In the Letter of James, we are told that the Scriptures are like a mirror in which we can see ourselves. In this type of meditation we take a piece of Scripture, hold it before us and consider what echoes within our heart. These echoes help us to see who we are before God and how we are loved. What usually echoes in us are situations that we are dealing with in our lives. When something strikes us, we do not actively try to solve the situation or work it through. Rather we sit holding it in God's love. The point of such a meditation is to make space within the situation for God's love to be. In 'sitting with' such a situation, painful or sad, we come to recognise the love of God that is at work on our lives. The suggestions for Mirror reflections can also be used for Exercise reflections but wouldn't be advised for Driving Prayer as often some degree of emotion or distraction might rise in such prayer.

This Sunday's Mirror Meditation

Rest in the love of your God.

The persons of the Trinity give and receive of themselves to each other in love and it is in the image of this God that I have been made and from which I should live. By reflecting on my giving and receiving, I can discover how God loves through me.

What have I received from others in the past few days? How graciously did I receive? Did I acknowledge and thank them?
What have I given away in the past few days? How graciously did I do it? How did I accept thanks if it was offered?

Rest in the love of your God.

Suggestions for the Programme

The elements of the programme can be used in any way that helps your prayer. The suggestions below are fairly simple ways of using this programme.

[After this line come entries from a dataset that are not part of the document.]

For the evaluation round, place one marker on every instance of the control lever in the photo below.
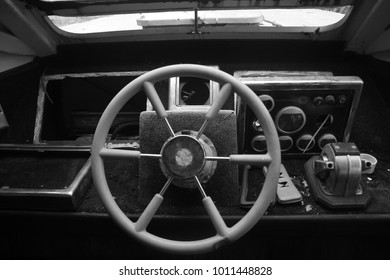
(3, 120)
(334, 176)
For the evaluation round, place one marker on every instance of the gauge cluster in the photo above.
(309, 110)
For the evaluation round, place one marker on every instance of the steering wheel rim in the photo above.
(224, 234)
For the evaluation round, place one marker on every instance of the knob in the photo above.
(303, 142)
(325, 139)
(318, 101)
(330, 100)
(259, 144)
(342, 99)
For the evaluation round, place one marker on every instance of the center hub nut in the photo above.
(183, 157)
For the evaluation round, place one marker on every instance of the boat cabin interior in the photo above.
(186, 129)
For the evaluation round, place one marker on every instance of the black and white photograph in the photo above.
(194, 139)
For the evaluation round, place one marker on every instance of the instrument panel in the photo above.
(309, 109)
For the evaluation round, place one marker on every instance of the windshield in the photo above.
(254, 19)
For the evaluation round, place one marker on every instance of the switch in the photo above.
(330, 100)
(318, 101)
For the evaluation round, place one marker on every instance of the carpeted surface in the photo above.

Become conscious of your God
Hymn or poem
Reading of Gospel text
Mulling over a reflection
Our Father


Become conscious of your God
Reading of Gospel text and reflection
Our Father


Staff Prayer
The programme can also be used for Staff Prayer. How you may put together such a prayer would be influenced largely by the size and dynamics of your staff. For example, a smaller staff group might be able to use discussion of a movie as a way of exploring the meaning of a Gospel.

A painting illustrating the Gospel could be displayed on an interactive board
Reading of the Gospel
Invitation for share reflections
Our Father

Another Example
Reading of part of the Gospel
One or two of the mulling themes
Time for reflection
Our Father

  • Firmly I Believe and Truly by John Henry Newman
  • This Day God gives me adapted from St Patrick’s Breastplate by James Quinn SJ
  • All hail adored Trinity Anon. of Anglo Saxon origin.
  • On this Day the First of Days Trad. translated by Henry Baker.

A Trinity

Of three in One and One in three
My narrow mind would doubting be
Till Beauty, Grace and Kindness met
And all at once were Juliet.

Hilaire Belloc

Holy Sonnet XIV: Batter my heart

Batter my heart, three-personed God; for You
As yet but knock, breathe, shine, and seek to mend;
That I may rise and stand, o’erthrow me, and bend
Your force to break, blow, burn, and make me new.
I, like an usurped town, to another due,
Labor to admit You, but O, to no end;
Reason, Your viceroy in me, me should defend,
But is captived, and proves weak or untrue.
Yet dearly I love You, and would be loved fain,
But am betrothed unto Your enemy.
Divorce me, untie or break that knot again;
Take me to You, imprison me, for I
Except You enthrall me, never shall be free,
Nor ever chaste, except You ravish me.